Clyde North is a suburb in Melbourne, Victoria, Australia, 46 km south-east of Melbourne's Central Business District, located within the City of Casey local government area. Clyde North recorded a population of 31,681 at the 2021 census.

History

It was named after the Clyde Creek, a watercourse between two early pastoral runs. The stream flowed eastwards to the Koo Wee Rup Swamp about 6 km away. It is thought that the name was inspired by the Clyde River, Scotland.

Clyde Post Office opened on 25 January 1864. In 1915 it was renamed Clyde North, when Clyde Railway Station office was renamed Clyde.

Today

The area to the west of Berwick-Cranbourne Road is mostly within the Urban Growth Boundary, with a residential development known as "Cascades On Clyde" and several others, under construction, having begun in late 2007.

Parks Victoria are also investigating the creation of a new regional park, on land bounded by Berwick-Cranbourne and Thompson Roads.

The area of Clyde North to the east of the newly built suburban area, roughly 1 kilometre east of Berwick-Cranbourne Road, is classed as Green wedge land, is distinctly rural in nature, and is outside of the main growth corridor. The land is used in this area for a mixture of market gardening (notably around Pattersons Road) and dairy farming. The land is mainly flat, and most of the roads in the area are dirt roads maintained by the City of Casey.

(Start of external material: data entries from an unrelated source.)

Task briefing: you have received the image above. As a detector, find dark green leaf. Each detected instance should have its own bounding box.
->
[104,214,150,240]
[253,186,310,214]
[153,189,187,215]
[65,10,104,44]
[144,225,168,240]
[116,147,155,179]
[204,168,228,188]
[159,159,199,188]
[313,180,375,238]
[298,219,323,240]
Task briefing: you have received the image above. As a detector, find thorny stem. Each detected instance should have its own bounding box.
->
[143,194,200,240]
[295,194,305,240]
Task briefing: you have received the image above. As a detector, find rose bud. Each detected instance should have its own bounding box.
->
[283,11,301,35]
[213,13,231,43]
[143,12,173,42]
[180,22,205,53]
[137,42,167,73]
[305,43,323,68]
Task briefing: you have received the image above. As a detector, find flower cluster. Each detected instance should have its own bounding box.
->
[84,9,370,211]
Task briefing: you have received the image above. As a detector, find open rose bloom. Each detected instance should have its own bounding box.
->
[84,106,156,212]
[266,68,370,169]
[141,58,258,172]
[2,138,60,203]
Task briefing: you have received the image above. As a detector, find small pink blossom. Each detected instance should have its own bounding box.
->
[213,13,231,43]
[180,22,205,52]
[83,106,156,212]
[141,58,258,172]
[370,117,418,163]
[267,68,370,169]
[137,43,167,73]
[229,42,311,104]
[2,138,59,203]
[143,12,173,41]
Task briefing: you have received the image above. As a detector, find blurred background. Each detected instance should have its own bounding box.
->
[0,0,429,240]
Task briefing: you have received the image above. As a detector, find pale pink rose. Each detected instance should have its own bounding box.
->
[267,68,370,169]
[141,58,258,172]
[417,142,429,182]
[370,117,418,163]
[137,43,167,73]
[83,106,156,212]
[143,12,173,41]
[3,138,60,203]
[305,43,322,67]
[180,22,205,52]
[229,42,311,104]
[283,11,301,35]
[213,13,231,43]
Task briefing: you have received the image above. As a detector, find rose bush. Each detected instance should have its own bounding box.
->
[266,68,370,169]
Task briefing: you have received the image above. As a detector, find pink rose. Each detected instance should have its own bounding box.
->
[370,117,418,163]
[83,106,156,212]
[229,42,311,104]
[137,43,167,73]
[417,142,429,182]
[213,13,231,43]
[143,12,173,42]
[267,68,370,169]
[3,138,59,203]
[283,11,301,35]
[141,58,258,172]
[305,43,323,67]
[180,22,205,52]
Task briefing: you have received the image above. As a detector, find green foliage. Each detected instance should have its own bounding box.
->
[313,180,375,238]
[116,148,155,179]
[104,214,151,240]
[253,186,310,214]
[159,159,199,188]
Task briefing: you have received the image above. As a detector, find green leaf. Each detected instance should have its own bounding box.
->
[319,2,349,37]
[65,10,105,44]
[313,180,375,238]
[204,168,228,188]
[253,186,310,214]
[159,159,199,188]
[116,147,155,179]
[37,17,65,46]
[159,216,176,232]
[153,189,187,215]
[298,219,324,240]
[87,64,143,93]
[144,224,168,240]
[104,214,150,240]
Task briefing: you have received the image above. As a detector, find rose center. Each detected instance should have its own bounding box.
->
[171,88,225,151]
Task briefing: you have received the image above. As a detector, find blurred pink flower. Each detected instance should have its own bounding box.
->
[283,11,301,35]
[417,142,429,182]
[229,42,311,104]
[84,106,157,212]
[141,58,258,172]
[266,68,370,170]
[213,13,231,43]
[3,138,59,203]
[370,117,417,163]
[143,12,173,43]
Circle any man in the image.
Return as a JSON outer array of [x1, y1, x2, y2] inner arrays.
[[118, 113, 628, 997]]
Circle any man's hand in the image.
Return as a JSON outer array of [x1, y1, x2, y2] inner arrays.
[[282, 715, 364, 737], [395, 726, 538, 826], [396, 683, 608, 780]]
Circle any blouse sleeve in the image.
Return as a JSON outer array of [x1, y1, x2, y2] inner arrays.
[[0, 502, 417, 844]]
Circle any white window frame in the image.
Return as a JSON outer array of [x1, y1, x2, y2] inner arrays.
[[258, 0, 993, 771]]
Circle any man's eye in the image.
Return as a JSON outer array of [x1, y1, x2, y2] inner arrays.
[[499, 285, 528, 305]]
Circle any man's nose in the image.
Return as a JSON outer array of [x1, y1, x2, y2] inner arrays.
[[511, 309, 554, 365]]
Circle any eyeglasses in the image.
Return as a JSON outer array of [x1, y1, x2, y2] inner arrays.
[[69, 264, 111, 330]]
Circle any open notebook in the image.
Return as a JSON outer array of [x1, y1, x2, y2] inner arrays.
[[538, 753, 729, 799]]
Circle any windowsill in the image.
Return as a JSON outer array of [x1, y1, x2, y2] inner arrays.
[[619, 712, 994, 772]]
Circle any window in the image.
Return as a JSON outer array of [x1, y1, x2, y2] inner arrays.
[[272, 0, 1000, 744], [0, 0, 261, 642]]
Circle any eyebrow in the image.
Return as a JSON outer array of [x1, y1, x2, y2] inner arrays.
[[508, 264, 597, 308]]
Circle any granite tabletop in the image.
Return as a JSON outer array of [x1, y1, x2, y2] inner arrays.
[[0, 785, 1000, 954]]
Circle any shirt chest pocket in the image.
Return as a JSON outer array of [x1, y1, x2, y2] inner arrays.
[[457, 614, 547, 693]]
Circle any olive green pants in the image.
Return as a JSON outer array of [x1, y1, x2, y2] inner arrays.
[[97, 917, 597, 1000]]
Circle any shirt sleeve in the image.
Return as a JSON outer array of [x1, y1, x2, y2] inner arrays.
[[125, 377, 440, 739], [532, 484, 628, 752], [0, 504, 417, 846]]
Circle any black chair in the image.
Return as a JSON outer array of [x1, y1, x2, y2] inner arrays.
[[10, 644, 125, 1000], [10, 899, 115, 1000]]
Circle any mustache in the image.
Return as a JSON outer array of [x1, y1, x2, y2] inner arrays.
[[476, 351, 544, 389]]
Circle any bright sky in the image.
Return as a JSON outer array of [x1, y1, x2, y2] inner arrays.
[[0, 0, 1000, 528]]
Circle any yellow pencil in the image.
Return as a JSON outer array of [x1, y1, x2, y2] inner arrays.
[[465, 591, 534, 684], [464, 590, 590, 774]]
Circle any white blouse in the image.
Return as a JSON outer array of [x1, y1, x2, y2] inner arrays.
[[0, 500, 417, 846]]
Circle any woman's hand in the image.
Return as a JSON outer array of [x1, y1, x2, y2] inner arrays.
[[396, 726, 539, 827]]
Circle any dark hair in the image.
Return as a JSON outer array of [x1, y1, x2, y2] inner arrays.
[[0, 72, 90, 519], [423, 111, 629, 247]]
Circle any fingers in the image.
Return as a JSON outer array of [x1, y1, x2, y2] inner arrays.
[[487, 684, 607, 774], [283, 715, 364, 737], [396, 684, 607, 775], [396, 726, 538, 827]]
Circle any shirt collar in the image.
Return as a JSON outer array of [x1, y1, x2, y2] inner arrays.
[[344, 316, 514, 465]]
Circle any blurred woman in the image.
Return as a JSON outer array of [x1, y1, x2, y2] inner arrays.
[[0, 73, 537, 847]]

A new lifestyle centre was recently opened in late 2019, with a Bunnings Warehouse as the first store, followed by a few others, and now even contains an Aldi supermarket.

Estates

Clyde North has since expanded and has many new estates. Selandra Rise which borders Cranbourne East has now been sold out and also now has a local shopping centre within the estate. Since the completion there have been a number of estates commence within the Clyde North area which have been listed below:

 Aspen on Clyde
 Berwick Waters
 Circa
 Highgrove
 Clydevale
 Thompsons Run
 The Boulevard
 Bloom
 Ramlegh Springs
 Meridian
 St Germain
 Delaray
 Northside

See also
 City of Cranbourne – Clyde North was previously within this former local government area.